Inflation is now projected to “decelerate notably in the period ahead, reaching single digit levels” in the early third quarter, the central bank said. Previously the monetary authority targeted the end of the year for single digit inflation while the IMF wanted to see headline CPI slow to the target band of 4 per cent to 6 per cent by early 2025.
The decision comes as price gains softened for a fourth month in May on record gains in the local currency and improving food and fuel supplies. The $3 billion IMF program, clinched in March, has helped the South Asian nation start to emerge from its worst economic crisis since gaining independence in 1948.
“The large appreciation of the exchange rate observed recently is yet to be reflected in the price levels, and it would quicken the disinflation process, as the prices of imported goods are expected to decline further,” the central bank said.

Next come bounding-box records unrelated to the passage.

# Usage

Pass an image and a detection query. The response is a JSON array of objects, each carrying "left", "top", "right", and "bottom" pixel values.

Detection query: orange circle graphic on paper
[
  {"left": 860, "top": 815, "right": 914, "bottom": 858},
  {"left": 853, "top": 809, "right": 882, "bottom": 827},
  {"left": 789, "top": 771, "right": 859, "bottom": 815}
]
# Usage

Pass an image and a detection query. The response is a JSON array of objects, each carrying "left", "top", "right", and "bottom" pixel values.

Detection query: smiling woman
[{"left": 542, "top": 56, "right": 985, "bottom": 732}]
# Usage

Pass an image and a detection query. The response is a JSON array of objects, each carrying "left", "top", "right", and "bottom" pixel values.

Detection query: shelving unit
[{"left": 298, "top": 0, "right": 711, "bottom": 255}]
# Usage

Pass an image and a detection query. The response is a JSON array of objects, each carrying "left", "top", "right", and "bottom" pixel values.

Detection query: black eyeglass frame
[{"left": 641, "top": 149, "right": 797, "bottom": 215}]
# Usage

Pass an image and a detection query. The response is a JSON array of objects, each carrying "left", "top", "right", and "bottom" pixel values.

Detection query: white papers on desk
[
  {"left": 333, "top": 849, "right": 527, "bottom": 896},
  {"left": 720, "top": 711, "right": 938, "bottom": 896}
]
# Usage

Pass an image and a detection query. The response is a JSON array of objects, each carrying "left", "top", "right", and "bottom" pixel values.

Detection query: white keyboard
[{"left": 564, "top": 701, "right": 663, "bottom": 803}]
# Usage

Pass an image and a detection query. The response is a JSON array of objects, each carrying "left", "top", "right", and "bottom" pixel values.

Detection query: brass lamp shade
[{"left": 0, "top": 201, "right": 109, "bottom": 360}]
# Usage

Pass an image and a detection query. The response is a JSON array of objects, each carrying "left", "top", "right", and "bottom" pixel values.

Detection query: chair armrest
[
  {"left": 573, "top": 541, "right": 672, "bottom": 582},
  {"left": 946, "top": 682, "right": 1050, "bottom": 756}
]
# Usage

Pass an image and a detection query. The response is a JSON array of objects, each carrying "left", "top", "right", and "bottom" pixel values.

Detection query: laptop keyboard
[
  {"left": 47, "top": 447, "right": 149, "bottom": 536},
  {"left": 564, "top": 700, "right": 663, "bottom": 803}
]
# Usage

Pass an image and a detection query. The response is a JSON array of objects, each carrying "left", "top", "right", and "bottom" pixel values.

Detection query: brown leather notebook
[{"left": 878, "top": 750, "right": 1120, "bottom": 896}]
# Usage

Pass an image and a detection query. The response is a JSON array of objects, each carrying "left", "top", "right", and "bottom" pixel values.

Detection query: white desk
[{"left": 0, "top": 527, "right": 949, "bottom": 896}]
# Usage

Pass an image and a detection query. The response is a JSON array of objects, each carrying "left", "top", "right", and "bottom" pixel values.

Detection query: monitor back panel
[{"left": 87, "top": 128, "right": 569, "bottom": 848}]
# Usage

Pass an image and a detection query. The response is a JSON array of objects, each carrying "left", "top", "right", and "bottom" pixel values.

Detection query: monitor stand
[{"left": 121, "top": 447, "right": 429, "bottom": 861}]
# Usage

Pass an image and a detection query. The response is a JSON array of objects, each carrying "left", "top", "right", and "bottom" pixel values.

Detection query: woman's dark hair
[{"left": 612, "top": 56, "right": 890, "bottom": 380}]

The central bank also recommended that the government consider phasing out the remaining restrictions on most items of goods imports.
The island nation’s continued recovery hinges closely on the government’s ability to restructure its debt in line with IMF criteria in order to keep unlocking funds under the program. Sri Lanka is yet to set a date to announce its restructuring blueprint that’s needed to advance negotiations with creditors.
The IMF sees Sri Lanka’s economy returning to growth next year as fresh funding is received and local authorities implement reforms to strengthen its fiscal health and price stability.
The central bank estimated that reserves have surpassed $3 billion, including the swap facility from the People’s Bank of China.
“Reflecting the improved balance of payments conditions, the central bank relaxed the cash margin deposit requirements imposed on selected imports in May 2023, and further measures will be initiated to loosen capital flow restrictions in the period ahead,” it said.